O Sonho Das Árvores
Havia, numa cidade, três pequenas árvores que sonhavam o que seriam depois de grandes.
A primeira, olhando as estrelas, disse: "Eu quero ser o baú mais precioso do mundo, cheio de tesouros. Para tal até me disponho a ser cortada".
A segunda olhou para o riacho e suspirou. "Eu quero ser um grande navio para transportar reis e rainhas".
A terceira olhou o vale e disse. "Quero ficar aqui no alto da montanha e crescer tanto que as pessoas, ao olharem para mim, levantem seus olhos e pensem em Deus".
Muitos anos se passaram e, certo dia, vieram três lenhadores e cortaram as três árvores, todas ansiosas em serem transformadas naquilo que sonhavam. Mas lenhadores não costumam ouvir e nem entender sonhos...
Que pena!
A primeira árvore acabou sendo transformada num coxo de animais, coberto de feno.
A segunda árvore virou um pequeno barco de pesca, carregando pessoas e peixes todos os dias.
E a terceira árvore, mesmo sonhando em ficar no alto da montanha, acabou cortada em grossas vigas sendo deixada de lado num depósito. E todas as três perguntaram-se triste: "Por que tem que ser assim?"
Mas numa noite cheia de luzes e de estrelas, onde havia mil melodias no ar, uma jovem mulher colocou seu neném recém-nascido naquele coxo de animais. E, de repente, a primeira árvore percebeu que continha o maior tesouro que a humanidade pode receber.
A segunda árvore, anos mais tarde, acabou transportando um homem de olhos claros de luz, que, certa vez, viajando com seus amigos, ao acordar, disse ao mar revolto: "Sossegai". O mar obedeceu e num relance a segunda árvore entendeu que estava carregando o REI de todos os Reinos da terra.

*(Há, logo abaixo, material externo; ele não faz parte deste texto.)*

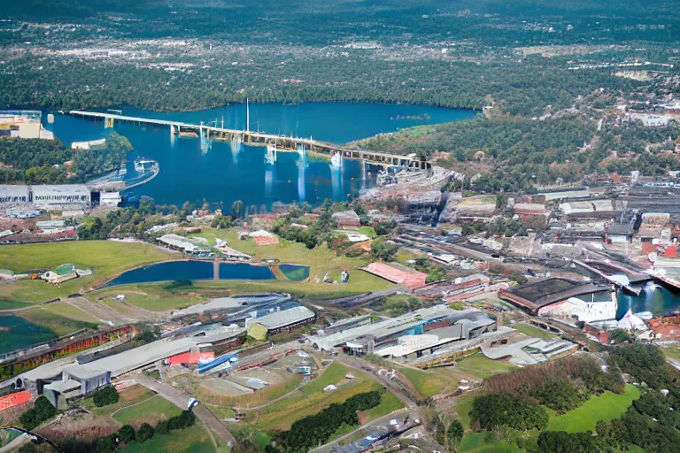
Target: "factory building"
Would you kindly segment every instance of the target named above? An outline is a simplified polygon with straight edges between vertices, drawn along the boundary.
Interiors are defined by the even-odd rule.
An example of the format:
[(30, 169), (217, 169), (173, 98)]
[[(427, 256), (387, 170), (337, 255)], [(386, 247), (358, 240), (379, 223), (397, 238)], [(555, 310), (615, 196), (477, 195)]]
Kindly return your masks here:
[(92, 195), (84, 184), (0, 185), (0, 206), (32, 203), (49, 209), (73, 204), (84, 206), (91, 202)]
[(292, 330), (315, 319), (316, 313), (300, 305), (260, 318), (250, 318), (245, 320), (245, 325), (250, 336), (256, 340), (264, 340), (267, 335)]
[(28, 203), (30, 196), (28, 186), (19, 184), (0, 185), (0, 205)]
[(84, 184), (45, 184), (31, 186), (33, 203), (50, 208), (64, 204), (89, 204), (92, 196)]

Tempos mais tarde, num dia conturbado e triste, a terceira árvore espantou-se quando suas vigas foram unidas em forma de cruz e um homem foi pregado nela, pois fora condenado à morte, embora inocente.
Logo, sentiu-se horrível e cruel, mas três dias depois o mundo vibrou de alegria e esperança; então a terceira árvore entendeu que o homem havia sido pregado nela para a redenção da humanidade, e que as pessoas se lembrariam de Deus e de seu filho, o Cristo, ao olhares para ela.
As árvores tinham seus sonhos, mas as realizações foram mil vezes melhores e muito mais sábias do que elas haviam aspirado.
"Autor desconhecido"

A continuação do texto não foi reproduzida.